Nervioso, el primer oficial juguetea con los dedos sobre el periscopio, observa la mira, se incorpora entonces nuevamente por unos instantes, alejándose de ella, a fin de dirigir su vista directamente hacia los barcos. El viejo, que se da perfecta cuenta de su intranquilidad, pregunta, con un dejo de ironía en el voz:

—¿Tiene buena visibilidad, oficial?

Una y otra vez, el viejo dirige su rostro hacia la luna. Hasta que no puede ya retener más la amargura que hace carne en él:

—¡Deberíamos poder bajarla a tiros!

Yo centro mis esperanzas en las nubes que se apiñan en el horizonte y crecen lentamente. Hasta dentro de un rato no llegarán a la luna.

—¡Están virando a estribor! —dice el comandante. El navegante asiente. Es cierto: las sombras se han empequeñecido.
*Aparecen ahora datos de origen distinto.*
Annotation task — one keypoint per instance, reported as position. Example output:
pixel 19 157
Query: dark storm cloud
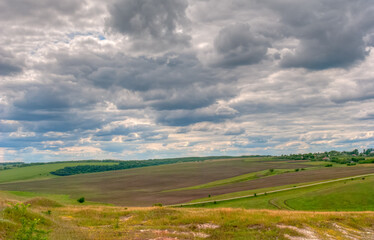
pixel 149 25
pixel 41 12
pixel 170 82
pixel 9 64
pixel 331 34
pixel 187 117
pixel 237 45
pixel 140 78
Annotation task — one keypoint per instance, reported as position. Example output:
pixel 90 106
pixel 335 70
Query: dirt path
pixel 274 191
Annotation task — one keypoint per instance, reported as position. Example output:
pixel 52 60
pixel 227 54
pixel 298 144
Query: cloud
pixel 237 45
pixel 138 79
pixel 9 65
pixel 41 13
pixel 329 35
pixel 156 27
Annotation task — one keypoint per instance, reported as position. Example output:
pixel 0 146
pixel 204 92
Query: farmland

También nosotros giramos a estribor.

Estoy tan cerca del periscopio que oigo la respiración del primer oficial. Me intranquiliza no seguir viendo la sombra más clara.

—¿Qué hora es?

—¡Las veinte y veintiocho!

SEGUNDO ATAQUE

 La luna está aun más blanca y más fría. Alrededor de su rostro, bien recortado, el cielo está completamente libre de nubes. Solamente el halo propio de la luna rodea el satélite. Pero ya se acerca a él una nube, desde el horizonte. Como el puesto de avanzada de una tropa entera.

Miro la nube atentamente, sin perderla de vista. Toma el camino esperado; un rato después comienza a avanzar más lentamente, apenas si sube todavía. Se transforma, suelta hilachas, se despedaza. Se esfuma ante nuestros ojos. Niebla es todo lo que queda.

—¡Qué infamia! —se enoja el oficial navegante.

Otra nube se prepara para soltar amarras del horizonte. Es aún más grande y compacta que la anterior.

El viento la empuja algo hacia un lado, justo lo que nosotros necesitamos.

Ninguno habla, como si hablar pudiera romper la nube en pedazos.

Pongo mi mirada en el horizonte. Con los binóculos se distinguen ya claramente las diferentes partes de los barcos: proas, popas, puentes.

El comandante le ordena al primer oficial:

—¡Acercarse y disparar en seguida! ¡Después del disparo, virar a babor inmediatamente! ¡Si sube la nube, vamos ya!

El primer oficial da las indicaciones necesarias a las calculadoras, manejadas por un hombre en la torre y otro en la central.

—¡Tubos uno a cuatro preparados para disparar por encima del agua!

Los cuatro tubos aparecen por encima del mar.

El intercomunicador nos trae una voz desde el habitáculo de proa:

—¡Tubos uno a cuatro listos para disparar!

El primer oficial sigue impartiendo órdenes. Le salen limpiamente de los labios... Lo sabe hacer... Se ve que lo aprendió bien.